Lowering risk in the supply chain isn’t the only potential benefit of nearshoring. Geographic proximity allows closer collaboration between a U.S. company and its manufacturing teams. Being in the same or comparable time zones could reduce communication delays, leading to swifter decision-making and problem-solving.
Shifting manufacturing to emerging markets with similar labor costs to southeast Asia, such as Mexico, could offer a cost-savings benefit. Shipping from Mexico to the U.S. takes an average of four days, compared with three to five weeks from southeast Asia‡. Companies moving to these low-cost areas may remain price competitive in their domestic market and shrink the geographic divide.
However, despite its many benefits, nearshoring isn’t the right choice for every organization.
Certain industries can benefit more from nearshoring, such as goods manufacturing, customer support, healthcare, and retail distribution. Even so, customer location is a significant consideration. “Depending on where you’re selling, nearshoring might not make sense,” says Arduini. “Companies selling in Southeast Asia, for example, wouldn’t benefit from moving manufacturing out of that area. You couldn’t remain competitive by doing that.”
Supply chains dependent on other suppliers also might not benefit from nearshoring. Companies relying on unique components that can only be manufactured in specific places could incur far greater costs moving part of their supply chain.
Even when it makes sense for a company to move operations, nearshoring doesn’t always reduce supply chain friction as expected. There are some situations where nearshoring could create new supplier disruptions. Depending on where a company moves its operations, it might have access to a limited number of suppliers for specific products or components.
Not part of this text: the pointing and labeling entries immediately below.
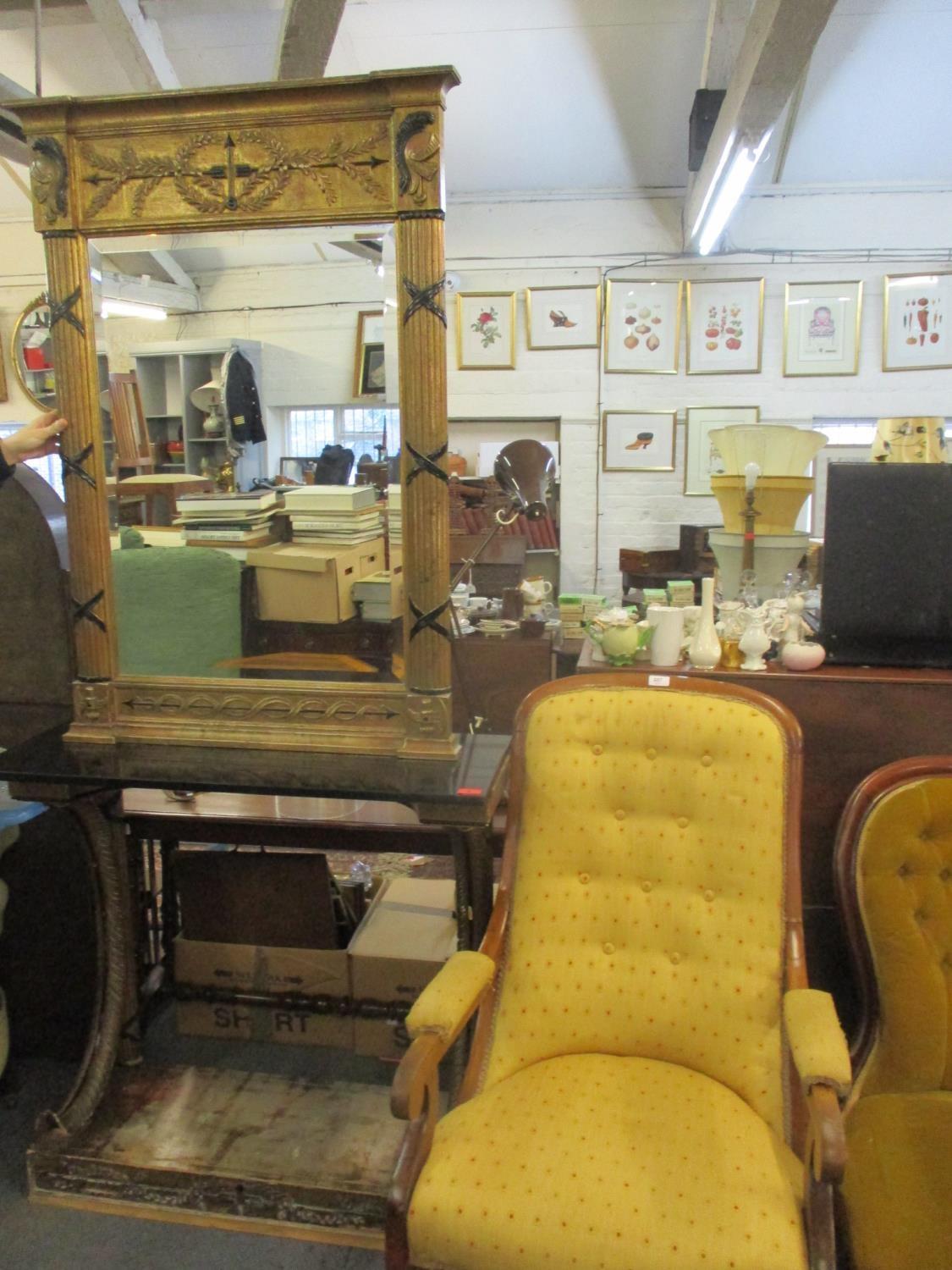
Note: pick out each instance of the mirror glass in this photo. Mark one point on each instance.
(32, 355)
(250, 434)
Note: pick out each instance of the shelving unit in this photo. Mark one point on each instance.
(168, 375)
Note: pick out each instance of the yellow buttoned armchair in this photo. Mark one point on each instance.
(630, 1100)
(894, 876)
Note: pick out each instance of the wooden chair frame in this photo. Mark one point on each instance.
(815, 1120)
(337, 152)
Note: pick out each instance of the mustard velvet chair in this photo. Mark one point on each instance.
(630, 1102)
(894, 875)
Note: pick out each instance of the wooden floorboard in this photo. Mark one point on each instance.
(210, 1145)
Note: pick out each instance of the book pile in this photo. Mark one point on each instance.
(575, 611)
(375, 594)
(337, 515)
(680, 594)
(228, 521)
(395, 516)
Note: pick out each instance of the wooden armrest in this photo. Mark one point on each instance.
(416, 1074)
(827, 1140)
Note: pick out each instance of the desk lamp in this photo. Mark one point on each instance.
(525, 472)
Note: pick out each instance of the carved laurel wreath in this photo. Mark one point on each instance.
(256, 187)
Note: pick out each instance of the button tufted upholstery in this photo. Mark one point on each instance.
(625, 1105)
(706, 886)
(894, 860)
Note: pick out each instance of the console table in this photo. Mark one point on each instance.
(855, 719)
(206, 1145)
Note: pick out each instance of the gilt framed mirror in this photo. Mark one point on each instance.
(349, 152)
(32, 355)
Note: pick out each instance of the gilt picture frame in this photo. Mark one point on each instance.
(701, 460)
(637, 441)
(563, 317)
(822, 328)
(485, 330)
(725, 327)
(642, 325)
(368, 355)
(916, 335)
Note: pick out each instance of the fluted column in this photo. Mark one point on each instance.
(73, 324)
(423, 424)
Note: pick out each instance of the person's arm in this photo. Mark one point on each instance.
(33, 441)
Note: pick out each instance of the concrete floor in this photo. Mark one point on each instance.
(36, 1237)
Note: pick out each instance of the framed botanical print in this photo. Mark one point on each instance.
(563, 317)
(725, 327)
(701, 459)
(914, 332)
(368, 355)
(822, 328)
(642, 327)
(485, 330)
(637, 441)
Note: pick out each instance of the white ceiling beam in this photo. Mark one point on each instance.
(136, 43)
(779, 42)
(726, 25)
(307, 33)
(169, 264)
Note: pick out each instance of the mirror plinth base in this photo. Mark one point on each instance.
(277, 715)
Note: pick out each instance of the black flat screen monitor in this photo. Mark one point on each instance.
(888, 566)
Delays from those suppliers or components could create problems for a company still gaining its foothold in a new market.
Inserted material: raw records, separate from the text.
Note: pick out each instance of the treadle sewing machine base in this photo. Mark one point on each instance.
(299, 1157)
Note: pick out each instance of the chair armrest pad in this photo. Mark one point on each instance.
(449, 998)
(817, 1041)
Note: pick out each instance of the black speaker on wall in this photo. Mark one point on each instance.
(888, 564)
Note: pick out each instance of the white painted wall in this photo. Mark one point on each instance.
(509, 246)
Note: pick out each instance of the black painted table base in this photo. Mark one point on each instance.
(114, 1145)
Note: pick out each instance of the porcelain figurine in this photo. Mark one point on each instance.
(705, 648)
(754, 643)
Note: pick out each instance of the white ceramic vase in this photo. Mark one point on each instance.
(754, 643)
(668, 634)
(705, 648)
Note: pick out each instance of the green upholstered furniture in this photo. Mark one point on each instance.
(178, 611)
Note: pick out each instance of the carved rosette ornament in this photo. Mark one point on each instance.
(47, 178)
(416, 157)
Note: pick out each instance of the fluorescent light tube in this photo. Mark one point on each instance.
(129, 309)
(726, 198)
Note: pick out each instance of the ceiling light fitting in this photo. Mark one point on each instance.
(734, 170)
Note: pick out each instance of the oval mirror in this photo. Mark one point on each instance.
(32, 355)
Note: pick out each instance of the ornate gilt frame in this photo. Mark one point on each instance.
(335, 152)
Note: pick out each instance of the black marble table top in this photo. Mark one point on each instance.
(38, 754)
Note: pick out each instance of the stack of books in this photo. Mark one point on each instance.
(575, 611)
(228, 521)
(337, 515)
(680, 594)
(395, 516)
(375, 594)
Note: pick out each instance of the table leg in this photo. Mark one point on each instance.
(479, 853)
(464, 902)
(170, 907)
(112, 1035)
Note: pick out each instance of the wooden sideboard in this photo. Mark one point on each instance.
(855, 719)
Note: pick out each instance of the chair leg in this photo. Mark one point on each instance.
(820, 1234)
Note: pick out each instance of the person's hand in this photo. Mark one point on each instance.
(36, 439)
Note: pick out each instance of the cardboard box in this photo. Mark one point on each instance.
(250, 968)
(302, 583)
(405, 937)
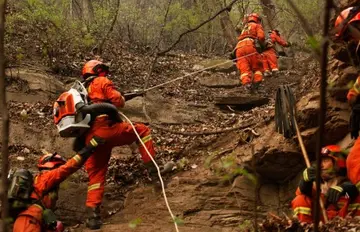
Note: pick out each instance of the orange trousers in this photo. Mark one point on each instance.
(248, 64)
(270, 60)
(118, 134)
(29, 220)
(302, 207)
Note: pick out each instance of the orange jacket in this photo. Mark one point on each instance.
(254, 31)
(354, 91)
(102, 89)
(275, 38)
(353, 164)
(45, 187)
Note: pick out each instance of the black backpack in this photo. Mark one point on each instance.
(19, 192)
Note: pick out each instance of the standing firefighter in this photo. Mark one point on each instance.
(249, 61)
(54, 169)
(347, 26)
(270, 55)
(100, 90)
(341, 196)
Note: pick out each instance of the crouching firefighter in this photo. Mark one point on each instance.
(270, 57)
(249, 61)
(100, 91)
(340, 196)
(32, 200)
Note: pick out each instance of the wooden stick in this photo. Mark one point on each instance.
(307, 161)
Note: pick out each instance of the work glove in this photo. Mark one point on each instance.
(133, 94)
(309, 174)
(355, 121)
(86, 152)
(336, 192)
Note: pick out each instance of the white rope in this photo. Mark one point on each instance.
(201, 70)
(158, 169)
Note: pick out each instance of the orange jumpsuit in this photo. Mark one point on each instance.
(248, 59)
(353, 164)
(101, 89)
(269, 55)
(302, 206)
(354, 91)
(46, 182)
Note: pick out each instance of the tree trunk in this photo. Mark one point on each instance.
(269, 13)
(5, 125)
(87, 11)
(226, 25)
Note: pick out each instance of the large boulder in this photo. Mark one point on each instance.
(285, 63)
(219, 81)
(31, 86)
(161, 110)
(342, 76)
(336, 124)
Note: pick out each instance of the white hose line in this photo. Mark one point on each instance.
(158, 169)
(201, 70)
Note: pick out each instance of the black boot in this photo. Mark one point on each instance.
(93, 222)
(153, 175)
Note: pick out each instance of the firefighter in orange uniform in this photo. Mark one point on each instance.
(269, 55)
(341, 197)
(347, 25)
(54, 169)
(249, 61)
(101, 89)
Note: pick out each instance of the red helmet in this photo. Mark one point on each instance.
(337, 154)
(50, 161)
(253, 17)
(341, 24)
(94, 68)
Determining whether nearshoring is right for your company is the first step. From there, the next consideration is funding. Moving production and operations to a new country is expensive and complex, and funds are not always easy to secure.
“Raising funding in an emerging market like Mexico’s can be a significant hurdle,” says Arduini. “If banks in the U.S. and local financial institutions don’t want to finance their operations, business owners are forced to use their own money and equity to do it.”
Nearshoring requires investments in facilities, equipment, training, and labor. If a company lacks the equity needed to keep up with these investments, as is the case for many, maintaining its bottom line might be a struggle. Operating in a new country with different currencies could expose companies to foreign exchange risks, such as currency fluctuations or exchange rate volatility. Companies will likely need to allocate funds to hedge against these risks or develop strategies to mitigate their impact.
Developing local relationships with suppliers and partners is also vital to nearshoring. But making those connections in the first place is a barrier, as most of these companies have yet to be in these markets before.
“When customers come to us, they already know they want to pursue nearshoring. They’re looking for experienced professionals and contacts in this new market to help them,” says Arduini. “They need those connections to be successful.”
Financial institutions with global capabilities can often help forge those connections. Companies that plan to enter a new market can work with their financial institutions to establish local bank relationships, connect with suppliers, and build partnerships.
Many companies seeking nearshoring are doing so to reduce risk, says Arduini. Though the current focus is on shrinking the supply chain to minimize bottlenecks, the pendulum could swing in the other direction.
“In the long term, we might start seeing investments into those largest growing markets again,” he says. “Investments won’t be chasing lower cost of production. It will be chasing growth.”
If nearshoring makes sense for your company, it can offer many benefits in lower costs and shorter supply chains. However, the decision shouldn’t be made lightly.